Today we have handbags at
Predictably the slap stick over coded messages has already begun. Eric the believable has been sent out by Bog Ron to
kick off protest with medium to light strength. McLaren are questioning the legality of Red Bull Racing’s instructions to a struggling Daniel Ricciardo, who finished the Singapore race third.
The use of team radio to aid drivers performance was finally outlawed 10:00am Saturday morning at the Singapore GP. Advice on technical matters or for reliability reasons was allowed.
Specifically outlawed was comment or information pertaining to contact with the kerbs and Eric is on the
war mild scuffle path.
Simon Rennie, Ricciardo’s engineer advised him, “Avoiding exit kerbs may help the problem with the car” in the closing stages of the race.
Eric the brave is
apoplectic rather ticked off about this. “I think it was coded, yes. It is up to the FIA to investigate, so it is not for me to say anything. But it was a strange message. Once would have been OK, but twice or three times is a bit strange.”
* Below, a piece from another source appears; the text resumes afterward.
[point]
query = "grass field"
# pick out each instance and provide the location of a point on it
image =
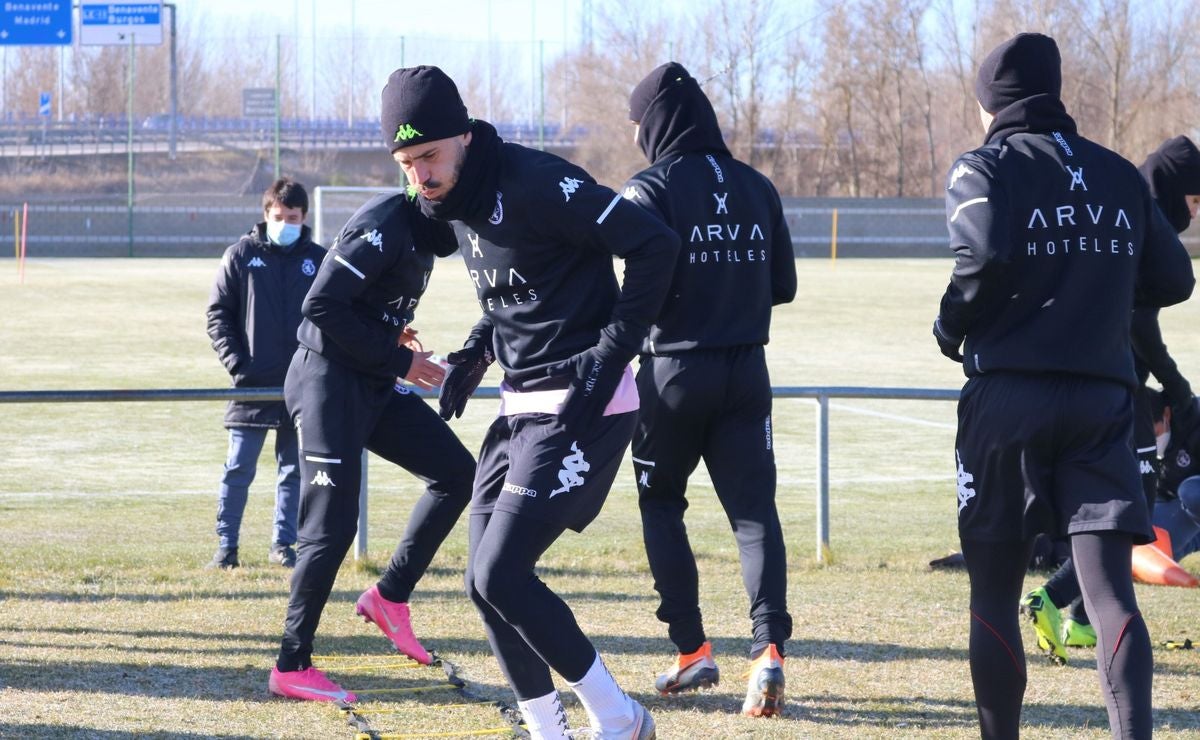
(109, 626)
Aha, a repeated message is then not to be taken at face value – thanks Eric, we’ll learn the lingo soon enough.
However, Christian Horner enters the
fray mild mannered debate, revealing with relish, “Obviously we spoke to Charlie and told him Daniel had some reliability issues. That was why he was told to stay off the kerbs, because that was causing damage to the battery”.
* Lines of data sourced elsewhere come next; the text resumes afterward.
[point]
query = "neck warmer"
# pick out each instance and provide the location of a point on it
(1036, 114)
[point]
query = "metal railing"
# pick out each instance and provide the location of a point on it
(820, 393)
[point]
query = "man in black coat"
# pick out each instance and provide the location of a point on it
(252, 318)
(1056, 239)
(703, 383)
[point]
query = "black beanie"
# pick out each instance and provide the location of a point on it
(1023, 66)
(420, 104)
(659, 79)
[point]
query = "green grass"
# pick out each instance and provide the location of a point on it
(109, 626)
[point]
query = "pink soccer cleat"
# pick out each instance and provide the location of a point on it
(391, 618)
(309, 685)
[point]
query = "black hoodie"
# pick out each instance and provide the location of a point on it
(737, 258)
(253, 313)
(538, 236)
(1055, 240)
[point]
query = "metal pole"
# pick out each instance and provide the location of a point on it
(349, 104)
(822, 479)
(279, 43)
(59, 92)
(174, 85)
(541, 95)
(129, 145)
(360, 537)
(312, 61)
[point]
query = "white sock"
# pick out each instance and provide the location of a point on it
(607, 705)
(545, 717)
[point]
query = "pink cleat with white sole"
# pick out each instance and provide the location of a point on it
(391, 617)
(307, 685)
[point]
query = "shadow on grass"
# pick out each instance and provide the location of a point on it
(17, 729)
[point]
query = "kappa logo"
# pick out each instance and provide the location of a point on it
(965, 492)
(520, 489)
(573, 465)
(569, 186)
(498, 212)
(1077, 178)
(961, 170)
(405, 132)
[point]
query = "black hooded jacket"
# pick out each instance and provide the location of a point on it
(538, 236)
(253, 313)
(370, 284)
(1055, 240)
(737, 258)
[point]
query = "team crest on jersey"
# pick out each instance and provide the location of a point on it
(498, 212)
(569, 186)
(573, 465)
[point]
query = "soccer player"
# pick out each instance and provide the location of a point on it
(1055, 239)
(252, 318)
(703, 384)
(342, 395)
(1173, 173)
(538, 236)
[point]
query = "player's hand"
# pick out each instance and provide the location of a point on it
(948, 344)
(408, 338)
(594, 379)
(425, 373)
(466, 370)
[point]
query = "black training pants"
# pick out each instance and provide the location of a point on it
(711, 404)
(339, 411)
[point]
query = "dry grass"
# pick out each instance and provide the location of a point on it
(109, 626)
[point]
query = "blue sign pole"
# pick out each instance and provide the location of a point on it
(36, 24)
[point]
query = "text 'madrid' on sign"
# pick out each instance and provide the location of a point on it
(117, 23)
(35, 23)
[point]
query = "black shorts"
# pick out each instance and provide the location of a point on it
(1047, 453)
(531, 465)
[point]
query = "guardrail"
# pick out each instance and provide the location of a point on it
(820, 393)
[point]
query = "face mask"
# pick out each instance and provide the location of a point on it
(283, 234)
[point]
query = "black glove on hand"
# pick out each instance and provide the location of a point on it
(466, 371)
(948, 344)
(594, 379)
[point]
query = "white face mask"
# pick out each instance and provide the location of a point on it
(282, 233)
Mmm. So no talk about the kerbs is allowed, except when Charlie agrees it is reasonable. Christian concludes by explaining the
crafty most reasonable nature of Red Bull’s behaviour, “I think that was sensible and it’s about trying to find a balance with this radio ban.”
This could get complicated folks, but fear not….. the TJ13 operatives are making secret recordings, to assist us as we seek to crack the hidden codes…. Errr… that of course are not coded in any way at all – because Charlie says so … allowing specific banned information… for other reasons… which may be right or wrong… depending on the situation or circumstance….and could be responsible for global warming… or a cold cup of tea..
Ecclestone gets social media’d up
For F%^ks Sake (FFS) Bernie – make up your mind!!!
“I think the change that is currently taking place is very short lived, as these social media people are starting to think it is not as good as they thought,” said Ecclestone earlier this year. The when questioned if there was a pressing need for F1 to ramp up its social media efforts, the small one replied, “No. We’re commercial… If they find people to pay us [to do that] then I will be happy.”
Ecclestone’s incisive perception cut straight to the point when speaking to the Independent. “What would that person sitting there use Twitter for? I could put anything on Twitter.”
This said, the teams and Bernie are doing their bit. Primarily though their websites (Bernie owns Formula1.com) and facebook pages, trailing links to what they want the fans to consume on twitter.
Though this is primarily a one to many form of communication, not many to many and as such is therefore not social media as was discussed at length on the TJ13 podcast “300,000 f%^&king trucks”.
This week saw Bernie’s minions enact unprecedented levels of activity in the twittersphere. @F1 the twitter handle for the Formula1.com website was ablaze with activity – filling up timelines with gloriously banal and irrelevant garbage.
This was clearly a pre-planned even – F1’s ‘Operation takeover twitter’ – was enjoined by all the teams dutifully re-tweeting everything posted by @F1.
What’s amusing about all this is that F1 is a relatively closed loop in terms of social media participants. #F1 trending is not going to attract much incremental attention from those who don’t watch or read about the sport.
A smarter use of social media would see the team’s providing hangouts after the race, where the many from the team can interact with the many fans.
Even better, Bernie, Charlie and the stewards could host a hangout, though one suspects digital rotten tomatoes may be in mucho abundance.